3 juillet 2018

Contribution du développement international : essais randomisés contrôlés et cartographie des incidences

 

Résumé : Les acteurs du développement international ont un grand intérêt à connaître l’impact de leurs interventions. Le domaine propose une grande diversité d’approches. Certains économistes du développement proposent d’établir l’impact d’une intervention en recourant à des méthodes expérimentales.

Les pratiques d’évaluation développées en Occident, aux États-Unis en particulier, notamment pour de grands projets d’infrastructures, se sont rapidement étendues dans le domaine du développement international qui était alors également en expansion à travers notamment les activités de la Banque mondiale. Les modèles économiques comme l’ACA et les études d’impacts (social impact assessments tels que définis par l’IAIA, voir section suivante de la ligne du temps) se sont ainsi déployées à travers le monde.
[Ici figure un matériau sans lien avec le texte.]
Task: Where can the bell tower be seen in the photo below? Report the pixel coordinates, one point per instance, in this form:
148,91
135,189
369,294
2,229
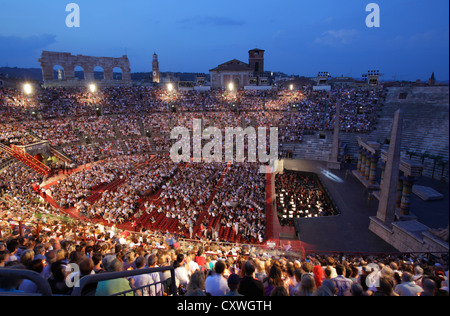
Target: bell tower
256,61
155,69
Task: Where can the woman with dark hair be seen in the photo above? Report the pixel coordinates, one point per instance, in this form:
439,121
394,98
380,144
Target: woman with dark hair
28,286
385,287
57,280
273,280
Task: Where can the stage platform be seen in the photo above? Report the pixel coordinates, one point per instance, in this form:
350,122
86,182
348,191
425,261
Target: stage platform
348,231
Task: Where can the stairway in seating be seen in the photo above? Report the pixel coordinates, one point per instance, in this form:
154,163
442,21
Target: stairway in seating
209,202
112,186
27,159
58,154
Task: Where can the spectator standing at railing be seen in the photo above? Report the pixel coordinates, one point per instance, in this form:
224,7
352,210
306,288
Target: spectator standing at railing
250,286
113,286
215,283
408,287
143,281
343,284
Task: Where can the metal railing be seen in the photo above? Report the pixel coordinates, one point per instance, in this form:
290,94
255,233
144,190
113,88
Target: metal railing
41,283
167,286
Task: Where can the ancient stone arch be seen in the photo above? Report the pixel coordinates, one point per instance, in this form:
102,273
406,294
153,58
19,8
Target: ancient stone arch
88,63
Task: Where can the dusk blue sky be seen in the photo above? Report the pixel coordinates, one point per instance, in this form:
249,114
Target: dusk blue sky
300,37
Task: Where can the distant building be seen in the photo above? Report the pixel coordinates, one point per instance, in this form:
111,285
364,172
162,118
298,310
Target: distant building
240,74
155,69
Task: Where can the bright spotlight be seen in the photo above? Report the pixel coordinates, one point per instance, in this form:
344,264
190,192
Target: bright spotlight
92,87
27,88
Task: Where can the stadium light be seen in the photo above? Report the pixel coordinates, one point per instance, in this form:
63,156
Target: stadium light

De plus en plus, on a cherché non pas uniquement à mitiger les impacts potentiellement négatifs, mais surtout à maximiser les impacts positifs. Pour établir si une intervention génère les résultats escomptés, certains économistes du développement recommandent de recourir à des approches expérimentales inspirées du milieu des sciences (Banerjee et Duflo, 2009). La notion d’impact, beaucoup plus « quantitative », est alors abordée de manière rétrospective avec pour objectif d’établir des liens de causalité. L’ouvrage de la Banque mondiale définit l’évaluation d’impact de la manière suivante :

Évaluation d’impact. Une évaluation d’impact est une évaluation qui tente d’établir un lien causal entre un programme et des indicateurs de résultats. Une évaluation d’impact tente de savoir si le programme est directement responsable de changements dans les indicateurs de résultats à l’étude. Se différencie de l’évaluation de processus. (Gertler et Banque mondiale, 2011, p. 232)

C’est probablement dans le domaine du développement international que les méthodes déployées se sont le plus rapprochées de l’idéal d’une mesure d’impact social définie comme l’établissement de la preuve d’un lien de causalité entre une intervention et un résultat observé. En effet, ces grandes interventions financées par des fonds philanthropiques (privés ou publics) accordent une plus grande attention à l’utilisation d’un « contrefactuel » convaincant, que ce soit en déployant des méthodes de type essai randomisé contrôlé, de l’anglais randomized controlled trial (RCT) ou d’autres designs quasi expérimentaux qui s’en approchent.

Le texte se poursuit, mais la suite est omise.